Response from ASAPbio’s James Fraser & Jessica Polka
Tom Sheldon raises important points about the relationship between the media and science (Nature 559, 445 (2018)). Although best practices for discussing preprints in the media are still developing, every concern he raises about preprints also applies to peer-reviewed literature.
His primary example of public understanding distorted by coverage of a bad paper (G.-E. Séralini et al. Food Chem. Toxicol. 50, 4221–4231; 2012, which was peer reviewed) underscores this point. While peer review provides a filter, it is clearly an imperfect one. Worse, it can lull scientists, journalists, and general readers to accept claims uncritically. The label of ‘peer review’ can therefore promote confusion and distortion.

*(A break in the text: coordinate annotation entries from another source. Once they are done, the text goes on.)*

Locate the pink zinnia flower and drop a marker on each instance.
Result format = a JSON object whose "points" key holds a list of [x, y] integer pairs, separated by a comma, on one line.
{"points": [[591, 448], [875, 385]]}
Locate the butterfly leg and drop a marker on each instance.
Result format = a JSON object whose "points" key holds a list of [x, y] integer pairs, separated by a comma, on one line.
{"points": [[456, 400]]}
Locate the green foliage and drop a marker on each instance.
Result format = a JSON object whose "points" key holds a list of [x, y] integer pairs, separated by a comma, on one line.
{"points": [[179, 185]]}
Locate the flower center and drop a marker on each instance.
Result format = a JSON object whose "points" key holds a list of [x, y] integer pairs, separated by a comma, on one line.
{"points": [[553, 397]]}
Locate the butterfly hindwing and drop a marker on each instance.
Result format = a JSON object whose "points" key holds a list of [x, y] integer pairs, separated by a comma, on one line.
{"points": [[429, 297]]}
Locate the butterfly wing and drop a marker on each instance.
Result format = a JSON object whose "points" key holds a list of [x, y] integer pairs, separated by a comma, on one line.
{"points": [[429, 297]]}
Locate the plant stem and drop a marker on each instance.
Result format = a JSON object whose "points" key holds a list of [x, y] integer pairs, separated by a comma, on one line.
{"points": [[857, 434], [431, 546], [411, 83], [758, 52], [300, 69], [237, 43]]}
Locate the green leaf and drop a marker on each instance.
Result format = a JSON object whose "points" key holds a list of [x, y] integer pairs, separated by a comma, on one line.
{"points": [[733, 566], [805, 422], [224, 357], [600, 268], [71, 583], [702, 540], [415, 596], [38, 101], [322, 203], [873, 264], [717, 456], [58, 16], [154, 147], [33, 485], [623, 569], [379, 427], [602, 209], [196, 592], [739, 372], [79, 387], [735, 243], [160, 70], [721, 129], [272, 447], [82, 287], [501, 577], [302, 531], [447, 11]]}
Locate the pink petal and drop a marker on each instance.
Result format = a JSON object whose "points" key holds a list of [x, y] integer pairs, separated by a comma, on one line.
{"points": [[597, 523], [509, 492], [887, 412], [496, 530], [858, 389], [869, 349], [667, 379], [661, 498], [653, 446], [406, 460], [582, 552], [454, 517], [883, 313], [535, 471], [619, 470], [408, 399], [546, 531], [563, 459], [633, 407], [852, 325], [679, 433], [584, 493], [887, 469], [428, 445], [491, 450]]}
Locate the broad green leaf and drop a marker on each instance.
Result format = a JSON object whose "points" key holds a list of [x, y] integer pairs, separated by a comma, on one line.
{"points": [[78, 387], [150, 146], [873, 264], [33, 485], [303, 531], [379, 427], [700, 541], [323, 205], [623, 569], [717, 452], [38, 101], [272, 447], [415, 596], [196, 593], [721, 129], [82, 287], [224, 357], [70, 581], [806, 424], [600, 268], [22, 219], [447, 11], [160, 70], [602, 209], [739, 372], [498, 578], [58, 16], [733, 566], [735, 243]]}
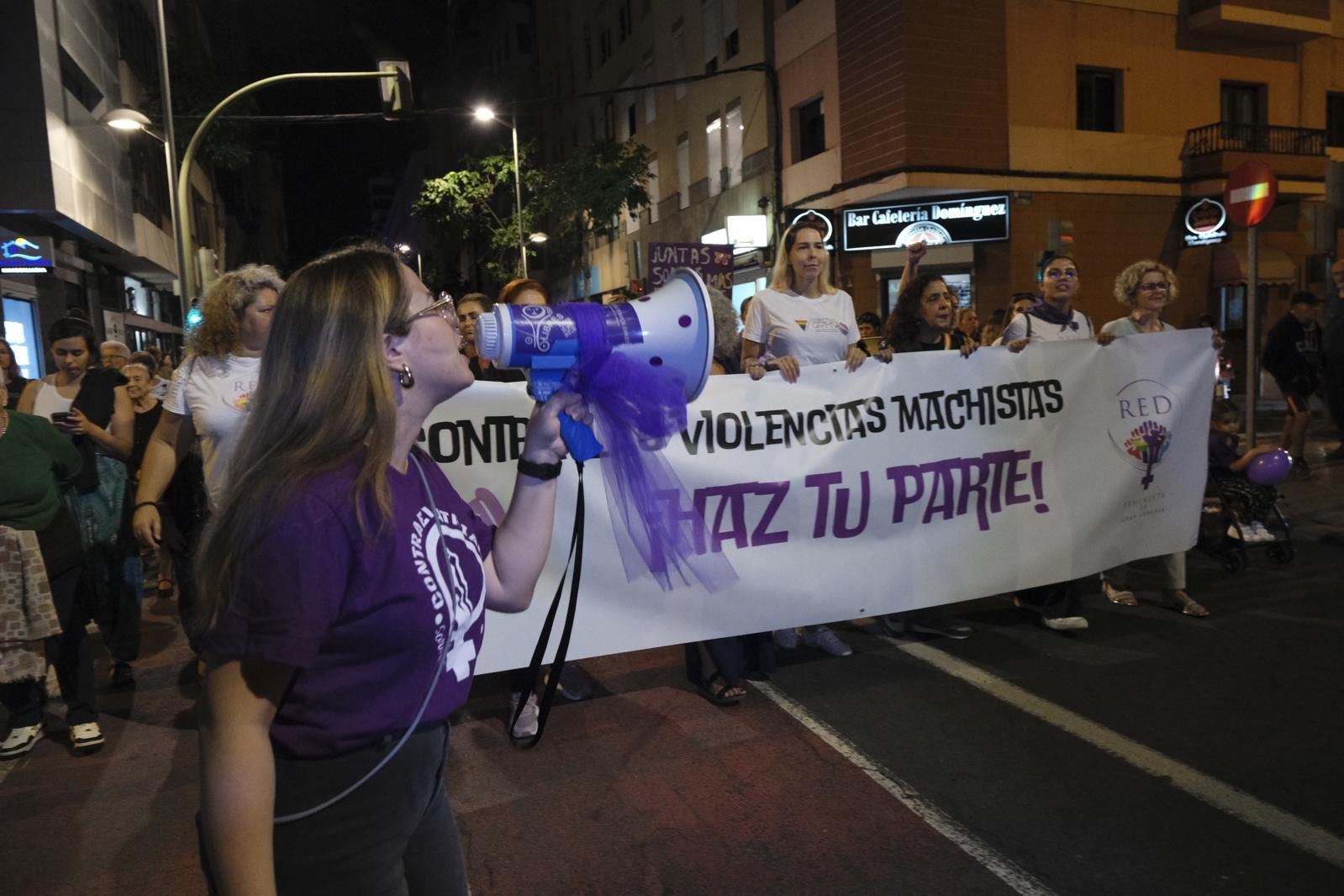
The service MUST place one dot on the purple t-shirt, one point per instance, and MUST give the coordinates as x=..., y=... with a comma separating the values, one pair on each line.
x=361, y=618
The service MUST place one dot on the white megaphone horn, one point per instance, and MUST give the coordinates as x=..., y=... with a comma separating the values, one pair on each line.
x=670, y=329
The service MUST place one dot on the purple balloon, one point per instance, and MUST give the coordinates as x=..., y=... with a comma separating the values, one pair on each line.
x=1270, y=467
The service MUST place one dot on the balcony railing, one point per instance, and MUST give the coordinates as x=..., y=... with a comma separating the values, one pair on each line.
x=1262, y=139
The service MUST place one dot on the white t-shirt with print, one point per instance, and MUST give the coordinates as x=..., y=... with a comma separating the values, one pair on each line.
x=1039, y=330
x=814, y=330
x=215, y=394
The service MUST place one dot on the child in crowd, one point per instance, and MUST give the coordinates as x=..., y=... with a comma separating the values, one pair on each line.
x=1250, y=503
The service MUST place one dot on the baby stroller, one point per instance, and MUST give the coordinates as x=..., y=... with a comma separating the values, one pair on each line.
x=1223, y=527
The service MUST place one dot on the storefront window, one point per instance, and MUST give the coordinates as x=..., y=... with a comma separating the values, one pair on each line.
x=20, y=330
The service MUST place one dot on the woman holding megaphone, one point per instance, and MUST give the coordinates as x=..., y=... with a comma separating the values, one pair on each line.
x=801, y=320
x=343, y=588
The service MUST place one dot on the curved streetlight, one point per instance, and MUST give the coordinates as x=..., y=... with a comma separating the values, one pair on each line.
x=406, y=249
x=486, y=113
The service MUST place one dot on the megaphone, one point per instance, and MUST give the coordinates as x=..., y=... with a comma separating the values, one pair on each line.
x=670, y=329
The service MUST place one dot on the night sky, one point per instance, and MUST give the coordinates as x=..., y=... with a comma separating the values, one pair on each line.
x=328, y=166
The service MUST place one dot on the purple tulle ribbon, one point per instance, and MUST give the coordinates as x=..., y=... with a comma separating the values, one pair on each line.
x=636, y=408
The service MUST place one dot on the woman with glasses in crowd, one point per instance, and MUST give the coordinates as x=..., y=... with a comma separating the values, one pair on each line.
x=345, y=583
x=1052, y=319
x=1146, y=287
x=798, y=321
x=208, y=398
x=15, y=379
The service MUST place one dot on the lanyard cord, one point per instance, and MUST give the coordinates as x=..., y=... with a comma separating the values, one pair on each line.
x=534, y=669
x=433, y=684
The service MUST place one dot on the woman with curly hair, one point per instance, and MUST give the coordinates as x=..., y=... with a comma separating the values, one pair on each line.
x=208, y=397
x=1146, y=287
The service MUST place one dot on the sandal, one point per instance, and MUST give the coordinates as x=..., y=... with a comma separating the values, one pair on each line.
x=1115, y=595
x=1178, y=599
x=720, y=695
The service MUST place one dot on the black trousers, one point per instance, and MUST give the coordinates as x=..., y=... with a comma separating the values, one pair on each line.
x=1334, y=382
x=1052, y=601
x=71, y=655
x=114, y=574
x=394, y=835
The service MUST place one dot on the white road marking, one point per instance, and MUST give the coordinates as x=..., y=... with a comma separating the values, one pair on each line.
x=1223, y=797
x=999, y=866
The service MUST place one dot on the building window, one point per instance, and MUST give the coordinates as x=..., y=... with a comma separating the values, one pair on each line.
x=74, y=80
x=683, y=171
x=714, y=152
x=733, y=125
x=809, y=124
x=1245, y=103
x=653, y=191
x=730, y=29
x=623, y=26
x=651, y=97
x=1099, y=100
x=710, y=22
x=1335, y=120
x=677, y=60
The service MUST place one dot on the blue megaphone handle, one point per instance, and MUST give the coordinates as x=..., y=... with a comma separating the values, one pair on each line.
x=578, y=437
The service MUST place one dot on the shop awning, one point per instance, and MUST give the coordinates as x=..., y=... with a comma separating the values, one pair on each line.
x=1230, y=266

The central concern Sheldon raises – that preprints may allow weak work to be overblown in the media while better work is ignored – may apply more aptly to press releases circulated to journalists under embargo than to preprints themselves.
We appreciate the pressures journalists face to produce content rapidly in a hypercompetitive market. Nevertheless, like scientists who cite peer-reviewed papers or preprints, they have an obligation to critically review the work they promote and communicate its status to readers while ideally securing independent expert opinions for comment. In the case of preprints, this includes a description of how these manuscripts have and have not been screened, similar to the disclaimer many preprint servers prominently display. Scientists can help discourage the spread of poor-quality information by publicly commenting on preprints and peer-reviewed papers – helping readers understand the scientific community’s response to a work.
The increasing use of preprints presents an opportunity for researchers, institutions, funders, and journalists to discuss how research is covered in the media in general, and all parties need to be part of this debate. But we must be careful not to impede communication among scientists, which would delay the benefits the public will ultimately reap from accelerated scientific understanding.